There is a myth that Shakespeare plays pretty much run themselves on the National Theatre’s huge Olivier stage. The lie of that was exposed earlier this year, with a dog’s dinner of a ‘Macbeth’ that was so bad it begged the question as to whether the NT might want to rethink its level of commitment to the Bard.
Step forward good old Simon Godwin. He is not a flashy celebrity director, and I doubt a day of national mourning is likely to be declared when he quietly quits Blighty to head up the Shakespeare Theatre Company in Washington DC next year. Nonetheless, it will be our loss: he has a gift for making very old, very long plays feel disarmingly fresh, and he concludes this chapter in his NT career with a thoroughly enjoyable take on Shakespeare’s great historical tragedy ‘Antony and Cleopatra’.
There are a couple of good ways to really balls up this play. One is to miscast the leads. The other is to freak out in the face of its 37 continent-hopping scenes.

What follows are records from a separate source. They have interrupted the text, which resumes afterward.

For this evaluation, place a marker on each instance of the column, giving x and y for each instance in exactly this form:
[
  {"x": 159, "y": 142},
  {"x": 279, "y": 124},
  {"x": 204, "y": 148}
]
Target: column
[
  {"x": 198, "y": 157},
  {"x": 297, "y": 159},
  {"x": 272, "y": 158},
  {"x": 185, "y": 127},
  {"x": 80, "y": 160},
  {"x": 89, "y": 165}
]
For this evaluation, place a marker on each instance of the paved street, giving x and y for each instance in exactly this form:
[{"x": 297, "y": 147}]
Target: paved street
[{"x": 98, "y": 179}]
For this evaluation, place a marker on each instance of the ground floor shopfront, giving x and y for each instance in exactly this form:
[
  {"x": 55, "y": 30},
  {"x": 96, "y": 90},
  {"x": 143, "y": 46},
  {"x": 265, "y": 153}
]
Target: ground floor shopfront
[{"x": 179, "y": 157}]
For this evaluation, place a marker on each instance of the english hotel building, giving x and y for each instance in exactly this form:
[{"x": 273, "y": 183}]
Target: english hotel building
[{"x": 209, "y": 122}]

Godwin tackles each obstacle nervelessly.
In this he is aided by his regular collaborator Ralph Fiennes, who plays Antony as a boozy old lion, still in the political game through ego as much as ambition. The Roman statesman is clearly a shadow of his glory days, but there is a poignancy in the sense of damage to him. Perhaps Fiennes’s biggest contribution, though, is to swallow his celebrity status and let Sophie Okonedo’s Cleopatra dominate the stage.

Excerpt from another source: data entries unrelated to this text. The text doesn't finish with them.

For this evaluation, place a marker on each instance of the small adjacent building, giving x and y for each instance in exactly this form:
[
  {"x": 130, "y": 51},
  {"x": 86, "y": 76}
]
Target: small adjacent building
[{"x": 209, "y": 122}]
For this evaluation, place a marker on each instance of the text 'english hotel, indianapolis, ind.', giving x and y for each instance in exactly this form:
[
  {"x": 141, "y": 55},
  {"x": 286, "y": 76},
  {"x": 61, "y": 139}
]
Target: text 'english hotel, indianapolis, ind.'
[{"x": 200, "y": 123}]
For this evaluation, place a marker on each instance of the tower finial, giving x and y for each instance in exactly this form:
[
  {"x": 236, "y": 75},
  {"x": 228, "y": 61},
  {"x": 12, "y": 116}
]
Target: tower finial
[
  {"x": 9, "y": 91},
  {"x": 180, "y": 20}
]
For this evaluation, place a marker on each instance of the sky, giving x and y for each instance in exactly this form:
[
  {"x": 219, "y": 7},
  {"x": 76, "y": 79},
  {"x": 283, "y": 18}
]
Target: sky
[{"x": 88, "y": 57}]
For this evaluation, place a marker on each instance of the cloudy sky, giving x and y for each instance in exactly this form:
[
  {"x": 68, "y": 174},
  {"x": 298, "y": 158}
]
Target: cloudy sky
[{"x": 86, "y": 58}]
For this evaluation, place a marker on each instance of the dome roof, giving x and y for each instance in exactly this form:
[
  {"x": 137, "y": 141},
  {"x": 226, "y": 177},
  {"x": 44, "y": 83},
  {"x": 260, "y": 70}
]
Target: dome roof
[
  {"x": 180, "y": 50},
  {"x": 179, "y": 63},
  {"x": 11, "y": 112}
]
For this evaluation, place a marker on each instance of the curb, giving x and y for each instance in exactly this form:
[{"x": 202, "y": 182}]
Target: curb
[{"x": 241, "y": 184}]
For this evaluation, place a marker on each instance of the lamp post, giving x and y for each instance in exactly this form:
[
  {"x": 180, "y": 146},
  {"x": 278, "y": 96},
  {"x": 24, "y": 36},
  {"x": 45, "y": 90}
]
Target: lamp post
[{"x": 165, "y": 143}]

She is an edgy and interesting actor who at first glance seems an odd fit for Cleopatra, traditionally associated with plummy theatre dames and weapons-grade levels of melodrama. Okonedo is fantastic, though, and quietly subversive: there is a quizzical smirk on her face as she tackles Cleopatra’s numerous hissy fits, which come across as calculated and performative, a big joke. Why? Perhaps for Cleopatra’s own amusement, perhaps as a way of regulating her public image, perhaps to knowingly deconstruct an old-school depiction of feminine hysteria. Whatever the case, she is funny, smart and potent, physically and mentally powerful. She has some chemistry with Fiennes, but it’s an interesting chemistry – he is using her to escape his past; she is using him to preserve her present. There is love, but it is very complicated – even when they’re together, they are inhabiting two very different worlds.

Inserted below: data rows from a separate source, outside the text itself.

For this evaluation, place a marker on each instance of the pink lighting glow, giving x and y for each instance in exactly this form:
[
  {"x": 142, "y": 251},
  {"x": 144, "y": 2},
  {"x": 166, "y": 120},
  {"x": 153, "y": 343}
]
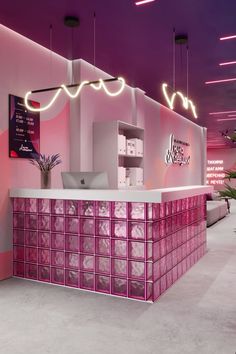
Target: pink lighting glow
[
  {"x": 143, "y": 2},
  {"x": 228, "y": 63},
  {"x": 224, "y": 119},
  {"x": 226, "y": 112},
  {"x": 228, "y": 37},
  {"x": 220, "y": 81}
]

There are a lot of scenes of Roman politicking that have almost nothing to do with the titular love story. The danger of trying to speed through them is that what’s left can feel like dead wood. But Godwin’s production luxuriates in the political thriller segments. The clash between the old Rome of Antony and the new Rome of Tunji Kasim’s calculating Caesar is developed and explored smartly. And if you want a sign that Godwin and designer Hildegard Bechtler are taking it seriously, then look no further than Pompey’s flagship – a whacking great submarine that emerges from the heavily – and immaculately – used drum revolve.
There’s great work all round from Bechtler, who conjures up an austere art deco Rome and a slightly vulgar Egypt – there is an amusingly horrendous water feature in Cleopatra’s palace that is finally used to great comic effect, at the expense of Fisayo Akinade’s brilliantly hapless Eros.
Godwin’s ‘Antony and Cleopatra’ is not particularly revelatory. And the ending is a slight letdown – a few too many jokes amidst the tragedy, while the deployment of an actual snake is pretty distracting (I’m pretty sure it wasn’t actually an asp but some sort of new world snake; perhaps that’s part of the modern dress!). But it is, above all, very entertaining: slick, stylish and action-packed, with a proper marquee performance from Okonedo.
There will always be cooler directors than Simon Godwin: and most of them would have had a nervous breakdown tackling ‘Antony and Cleopatra’. This is a rollicking send-off.